Universal basic income doesn’t work. Let’s boost the public realm instead
A study of UBI trials concludes that making cash payments to all is no solution to poverty and inequality
• Anna Coote is co-author of Universal Basic Income: A Union Perspective
• Anna Coote is co-author of Universal Basic Income: A Union Perspective
A study published this week sheds doubt on ambitious claims made for universal basic income (UBI), the scheme that would give everyone regular, unconditional cash payments that are enough to live on. Its advocates claimit would help to reduce poverty, narrow inequalities and tackle the effects of automation on jobs and income. Research conducted for Public Services International, a global trade union federation, reviewed for the first time 16 practical projects that have tested different ways of distributing regular cash payments to individuals across a range of poor, middle-income and rich countries, as well as copious literature on the topic.
It could find no evidence to suggest that such a scheme could be sustained for all individuals in any country in the short, medium or longer term – or that this approach could achieve lasting improvements in wellbeing or equality. The research confirms the importance of generous, non-stigmatising income support, but everything turns on how much money is paid, under what conditions and with what consequences for the welfare system as a whole.
From Kenya and southern India to Alaska and Finland, cash payment schemes have been claimed to show that UBI “works”. In fact, what’s been tested in practice is almost infinitely varied, with cash paid at different levels and intervals, usually well below the poverty line and mainly to individuals selected because they are severely disadvantaged, with funds provided by charities, corporations and development agencies more often than by governments.
Experiments in India and Kenya have been funded, respectively, by Unicefand Give Directly, a US charity supported by Google.
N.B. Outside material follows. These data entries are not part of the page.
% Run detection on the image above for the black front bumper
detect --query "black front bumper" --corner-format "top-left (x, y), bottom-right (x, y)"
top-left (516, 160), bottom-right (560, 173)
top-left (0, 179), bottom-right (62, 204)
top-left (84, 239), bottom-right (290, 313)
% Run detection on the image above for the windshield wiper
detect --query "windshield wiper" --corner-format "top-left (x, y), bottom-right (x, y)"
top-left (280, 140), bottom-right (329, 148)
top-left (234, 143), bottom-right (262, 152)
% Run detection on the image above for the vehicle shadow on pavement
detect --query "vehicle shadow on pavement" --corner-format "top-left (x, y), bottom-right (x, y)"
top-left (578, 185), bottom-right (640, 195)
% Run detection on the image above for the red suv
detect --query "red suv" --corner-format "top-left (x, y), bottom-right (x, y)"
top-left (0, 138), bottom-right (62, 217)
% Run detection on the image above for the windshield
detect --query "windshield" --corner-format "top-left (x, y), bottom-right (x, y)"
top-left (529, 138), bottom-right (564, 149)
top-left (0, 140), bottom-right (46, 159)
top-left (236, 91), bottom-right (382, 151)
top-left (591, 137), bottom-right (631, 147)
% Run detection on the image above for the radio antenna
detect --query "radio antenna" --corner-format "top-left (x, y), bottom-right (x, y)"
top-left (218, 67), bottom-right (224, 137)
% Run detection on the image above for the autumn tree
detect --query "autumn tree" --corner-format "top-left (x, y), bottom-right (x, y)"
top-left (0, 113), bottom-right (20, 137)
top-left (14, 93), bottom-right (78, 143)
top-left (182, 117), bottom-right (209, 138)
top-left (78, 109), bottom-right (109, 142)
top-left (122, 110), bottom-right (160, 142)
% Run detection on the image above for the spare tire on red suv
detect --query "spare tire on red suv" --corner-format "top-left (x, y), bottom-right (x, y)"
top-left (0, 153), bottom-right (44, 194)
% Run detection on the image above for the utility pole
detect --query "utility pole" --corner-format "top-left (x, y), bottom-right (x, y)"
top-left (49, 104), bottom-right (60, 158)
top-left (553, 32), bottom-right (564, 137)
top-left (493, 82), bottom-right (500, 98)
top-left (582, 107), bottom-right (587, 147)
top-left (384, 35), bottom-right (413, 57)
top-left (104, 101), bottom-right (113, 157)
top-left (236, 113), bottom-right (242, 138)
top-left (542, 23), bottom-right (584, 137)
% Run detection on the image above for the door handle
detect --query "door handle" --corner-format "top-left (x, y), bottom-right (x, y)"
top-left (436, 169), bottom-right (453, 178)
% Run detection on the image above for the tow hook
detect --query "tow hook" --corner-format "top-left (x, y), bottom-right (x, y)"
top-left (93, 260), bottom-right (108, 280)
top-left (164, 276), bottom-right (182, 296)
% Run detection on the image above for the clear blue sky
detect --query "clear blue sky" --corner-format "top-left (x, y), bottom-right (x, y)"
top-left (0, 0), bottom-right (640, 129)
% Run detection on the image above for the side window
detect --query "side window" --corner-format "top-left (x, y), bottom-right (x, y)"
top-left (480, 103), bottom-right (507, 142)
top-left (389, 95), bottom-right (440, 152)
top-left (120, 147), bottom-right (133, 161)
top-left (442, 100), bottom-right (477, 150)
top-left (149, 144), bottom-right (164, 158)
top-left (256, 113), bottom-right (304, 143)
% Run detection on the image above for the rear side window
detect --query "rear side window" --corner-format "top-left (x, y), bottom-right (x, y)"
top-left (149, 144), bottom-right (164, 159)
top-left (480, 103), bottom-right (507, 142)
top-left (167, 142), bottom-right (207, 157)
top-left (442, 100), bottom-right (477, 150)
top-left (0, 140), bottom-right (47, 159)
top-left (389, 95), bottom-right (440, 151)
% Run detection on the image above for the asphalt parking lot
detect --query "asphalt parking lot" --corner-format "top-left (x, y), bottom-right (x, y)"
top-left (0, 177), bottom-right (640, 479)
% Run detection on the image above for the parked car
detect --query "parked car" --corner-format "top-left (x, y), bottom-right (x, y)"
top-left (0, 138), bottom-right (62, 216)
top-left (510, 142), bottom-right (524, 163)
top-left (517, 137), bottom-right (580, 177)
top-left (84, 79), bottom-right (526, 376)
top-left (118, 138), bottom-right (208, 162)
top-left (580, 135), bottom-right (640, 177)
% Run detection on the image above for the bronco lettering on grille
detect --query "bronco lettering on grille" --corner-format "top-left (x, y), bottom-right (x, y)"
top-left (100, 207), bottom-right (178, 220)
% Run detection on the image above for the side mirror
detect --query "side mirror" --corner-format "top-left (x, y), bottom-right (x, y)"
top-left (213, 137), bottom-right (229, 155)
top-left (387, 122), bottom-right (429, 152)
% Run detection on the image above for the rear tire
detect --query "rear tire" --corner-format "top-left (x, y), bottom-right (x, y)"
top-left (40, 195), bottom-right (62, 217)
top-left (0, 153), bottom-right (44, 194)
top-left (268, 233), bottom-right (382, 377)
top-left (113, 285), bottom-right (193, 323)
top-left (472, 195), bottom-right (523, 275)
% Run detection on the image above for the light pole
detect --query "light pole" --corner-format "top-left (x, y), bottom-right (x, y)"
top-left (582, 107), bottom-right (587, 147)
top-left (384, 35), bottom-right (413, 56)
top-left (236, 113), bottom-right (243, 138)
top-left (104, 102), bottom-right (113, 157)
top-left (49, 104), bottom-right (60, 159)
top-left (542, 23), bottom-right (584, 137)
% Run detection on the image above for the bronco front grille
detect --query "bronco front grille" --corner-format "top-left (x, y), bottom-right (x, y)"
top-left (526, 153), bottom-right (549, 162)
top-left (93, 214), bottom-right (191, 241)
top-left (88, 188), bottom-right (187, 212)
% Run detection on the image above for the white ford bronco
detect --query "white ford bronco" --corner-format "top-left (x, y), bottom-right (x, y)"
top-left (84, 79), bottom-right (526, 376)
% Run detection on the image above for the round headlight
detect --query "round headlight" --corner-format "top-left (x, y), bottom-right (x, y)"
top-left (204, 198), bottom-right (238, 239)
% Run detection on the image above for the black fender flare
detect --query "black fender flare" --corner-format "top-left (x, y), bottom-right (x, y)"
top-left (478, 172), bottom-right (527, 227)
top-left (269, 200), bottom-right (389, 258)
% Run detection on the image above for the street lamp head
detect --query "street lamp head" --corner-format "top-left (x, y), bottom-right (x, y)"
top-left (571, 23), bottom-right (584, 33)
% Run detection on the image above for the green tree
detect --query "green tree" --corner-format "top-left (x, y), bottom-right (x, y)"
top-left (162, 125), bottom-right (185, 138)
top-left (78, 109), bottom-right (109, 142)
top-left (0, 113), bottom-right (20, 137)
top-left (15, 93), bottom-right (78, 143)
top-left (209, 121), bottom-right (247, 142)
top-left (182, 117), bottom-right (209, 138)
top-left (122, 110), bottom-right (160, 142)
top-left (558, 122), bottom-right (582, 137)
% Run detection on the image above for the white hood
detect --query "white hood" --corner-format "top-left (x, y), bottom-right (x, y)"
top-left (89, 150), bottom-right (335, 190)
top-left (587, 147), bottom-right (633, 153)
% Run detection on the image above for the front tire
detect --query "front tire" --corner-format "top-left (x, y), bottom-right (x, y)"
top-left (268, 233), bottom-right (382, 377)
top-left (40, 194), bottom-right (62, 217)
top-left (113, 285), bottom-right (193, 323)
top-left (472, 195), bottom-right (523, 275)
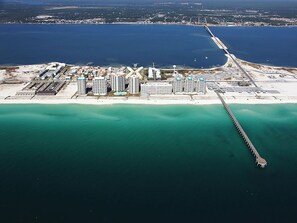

They give money to people on very low incomes in selected villages for fixed periods of time. Giving small amounts of cash to people who have next to nothing is bound to make a difference – and indeed, these schemes have helped to improve recipients’ health and livelihoods. But nothing is revealed about their longer-term viability, or how they could be scaled up to serve whole populations. And there is a democratic deficit: people who get their basic income from charities or aid agencies have no control over how payments are made, to whom, at what level or over what period of time.
The Alaska Permanent Fund, built from the state’s oil revenues, pays all adults and children a dividend each year – in 2018, it was $1,600 (£1,230). The scheme is popular and enduring; it has been found to produce some positive impacts on rural indigenous groups, but it makes no claim to sufficiency and has done nothing to reduce child poverty or to prevent widening income inequalities.